If your Mac was made after late 2020, it likely runs an Apple Silicon chip (M1, M2, M3, or M4 series). These chips have the CPU and GPU built into the same die (called a System on Chip, or SoC), which is why you won't see a separate GPU listed in most spec checkers. The GPU is part of the chip itself — this is worth knowing when people ask "what are my Mac's specs" and see no discrete GPU listed.

How to Check PC Specs on Linux

Linux gives you several powerful commands for finding your computer specs. Open a terminal and use these:

Full hardware summary (best starting point)

inxi -Fxz

CPU details

lscpu

RAM amount and speed

sudo dmidecode --type memory | grep -i "size\|speed"

GPU information

lspci | grep -i vga

Storage drives

lsblk -d -o name,size,type,rota

For a graphical view without the terminal, most Linux desktop environments include a System Monitor app (GNOME) or System Information tool (KDE Plasma) in the application menu that shows your specs visually.

What Each Spec Actually Means

CPU (Processor)

The brain of your computer.
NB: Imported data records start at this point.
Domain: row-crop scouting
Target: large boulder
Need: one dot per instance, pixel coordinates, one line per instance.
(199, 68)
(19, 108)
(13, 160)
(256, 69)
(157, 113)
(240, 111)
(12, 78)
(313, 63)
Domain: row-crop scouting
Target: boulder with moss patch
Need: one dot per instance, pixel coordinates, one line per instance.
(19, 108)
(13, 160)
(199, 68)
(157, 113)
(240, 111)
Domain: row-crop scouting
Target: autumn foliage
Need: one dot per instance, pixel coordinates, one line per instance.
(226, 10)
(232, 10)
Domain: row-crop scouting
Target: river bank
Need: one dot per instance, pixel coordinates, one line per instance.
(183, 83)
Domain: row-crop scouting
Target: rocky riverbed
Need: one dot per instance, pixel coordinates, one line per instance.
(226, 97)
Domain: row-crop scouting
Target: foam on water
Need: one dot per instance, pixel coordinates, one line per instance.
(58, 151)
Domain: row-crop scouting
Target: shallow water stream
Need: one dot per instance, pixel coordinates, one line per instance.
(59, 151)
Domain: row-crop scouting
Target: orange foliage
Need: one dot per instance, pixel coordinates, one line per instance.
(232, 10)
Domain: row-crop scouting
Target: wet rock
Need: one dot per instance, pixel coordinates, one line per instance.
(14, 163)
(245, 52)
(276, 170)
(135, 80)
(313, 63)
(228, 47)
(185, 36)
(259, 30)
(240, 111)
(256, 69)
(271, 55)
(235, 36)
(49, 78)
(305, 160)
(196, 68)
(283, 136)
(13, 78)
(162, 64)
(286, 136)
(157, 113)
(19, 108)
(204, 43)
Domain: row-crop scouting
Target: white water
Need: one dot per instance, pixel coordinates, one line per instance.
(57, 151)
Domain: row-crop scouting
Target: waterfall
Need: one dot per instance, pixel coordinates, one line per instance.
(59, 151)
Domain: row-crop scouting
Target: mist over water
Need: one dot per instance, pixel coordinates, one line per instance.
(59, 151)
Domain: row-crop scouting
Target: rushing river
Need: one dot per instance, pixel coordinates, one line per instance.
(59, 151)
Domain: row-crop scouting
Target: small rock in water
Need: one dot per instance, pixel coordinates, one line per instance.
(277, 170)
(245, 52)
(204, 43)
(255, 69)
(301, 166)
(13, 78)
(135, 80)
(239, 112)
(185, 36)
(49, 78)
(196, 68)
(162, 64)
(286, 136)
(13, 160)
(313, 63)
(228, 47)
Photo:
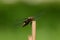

The number of cores determines how many tasks it can run simultaneously. Clock speed (GHz) determines how fast each core runs. For everyday use, 4 cores at 3–4 GHz is more than enough; for video editing or gaming, 8+ cores helps.

RAM (Memory)

RAM is your computer's short-term workspace. More RAM means more programs can run at once without slowing down. 8 GB handles everyday tasks; 16 GB is the current sweet spot for multitasking and light gaming; 32 GB+ is for heavy workloads like video editing or virtual machines.

GPU (Graphics Card)

The GPU renders everything you see on screen. Integrated GPUs (Intel UHD, AMD Radeon Graphics, Apple M-series) are built into the CPU and handle everyday tasks well. A discrete GPU (NVIDIA GeForce, AMD Radeon RX) has its own dedicated memory (VRAM) and is essential for gaming, 3D rendering, or AI workloads.

Storage (SSD / HDD)

Storage is where your files and OS live permanently. SSDs are 5–10× faster than HDDs for loading programs and booting Windows. NVMe SSDs (M.2 slot) are faster still. The type matters more than capacity for everyday speed — a 256 GB NVMe SSD will feel much faster than a 1 TB hard drive.

Frequently Asked Questions

What is the fastest way to check PC specs without installing anything?

Open our free System Info tool in your browser. It shows your OS, CPU core count, RAM estimate, GPU, screen resolution, battery, and network connection in seconds — no download, no sign-up, works on any device.

How do I check PC specs on Windows 11?

Press Windows + I and go to System → About for CPU, RAM, and OS version. For GPU details, open Task Manager (Ctrl+Shift+Esc) and click the Performance tab, then GPU. For everything else, run msinfo32 from the Run dialog.

How do I find my Mac specs?

Click the Apple menu → About This Mac. For a deeper breakdown, hold Option and click the Apple menu → System Information. This shows every component in detail, including memory type, storage controller, and Wi-Fi specs.

Can I check my specs on a Chromebook?

Yes — use the browser-based System Info tool. It works on Chrome OS since it runs entirely in the browser. For deeper hardware details, Chrome OS Settings → About Chrome OS → Diagnostics shows storage, memory, and network status.

Why does RAM show a lower number than what I bought?

Windows reserves a small portion of RAM for hardware use (typically 100–500 MB). If you see significantly less — for example 7.8 GB instead of 8 GB — that is normal. If you see 4 GB when you installed 8 GB, one stick may have failed to seat properly or your motherboard may not support that configuration.